Friday, January 9, 2009

Memories, Decisions & Past Events

Recently, I've been reflecting on past, present, and possibly future events in life. I find it amazing how certain things trigger memories, emotions, and so many feelings. A song can bring you back to 10 months ago when you met that someone who could've been a significant person in your life. A certain place can trigger negative feelings b/c once upon a time, you met up with someone there whom ultimately ended up being one of the scariest people in your life. A sad tragic movie moves you to tears b/c it brings back all the pain you felt when you went through the exact same thing the protagonist goes through. Memories. I feel my decisions sometimes are consciously and sub-consciously affected by past events. Is this wrong? I know some of you might think so. However, are you not guilty of the same sin?

I recently discovered an amazing artist on YouTube: Marie Digby. Here's some of the lyrics to her cover "Unfold". Can you relate to this?
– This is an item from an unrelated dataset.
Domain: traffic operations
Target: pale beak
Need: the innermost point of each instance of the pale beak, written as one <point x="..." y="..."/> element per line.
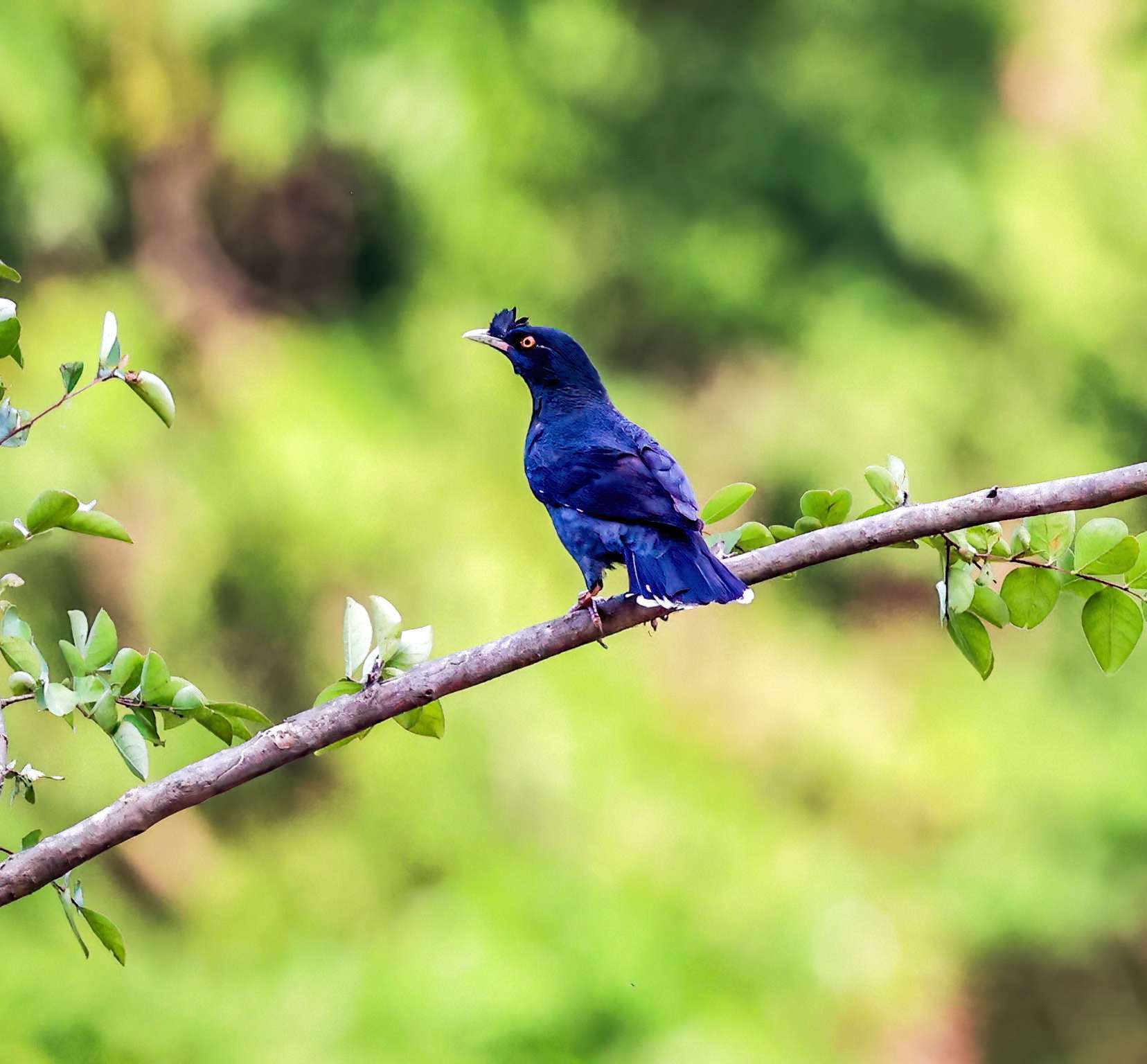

On many levels, I can.

what i can remember is alot like water trickling down a page of the most beautiful colors i can't quite put my finger down on the moment that i became like ... this

you see, i'm the bravest girl you will ever come to meet and yet i shrink down to nothing at the thought of someone really seeing me

i think my heart is wrapped around and tangled up in winding weeds but i don't wanna go on living being so afraid of showing someone else my.. imperfections

even though my feet are trembling and every word i say comes stumbling i will bare it all.. watch me unfold unfold

these hands that i hold behind my back are bound and broken by my own doing and i can't feel anything, anymore i need a touch to remind me i'm still real..

my soul it's dying to be free i can't live the rest of my life so guarded it's up to me to choose..what kind of life i lead. cause i don't wanna go on living being so afraid of showing someone else my.. imperfections

even though my feet are trembling and every word i say comes stumbling i will bare it all.. watch me unfold unfold

i will allow someone to love me

Thursday, January 8, 2009

Home Coming

Yes, home coming is what this is I would say. Once upon a time, I once had a blog on Xanga. I wrote to my heart's content. But like every dream, it came to a close. Four years and countless wheat grass shots later, I am embarking on another writer's journey. I hope this one will last longer than the last. So to myself, I will say "welcome home"!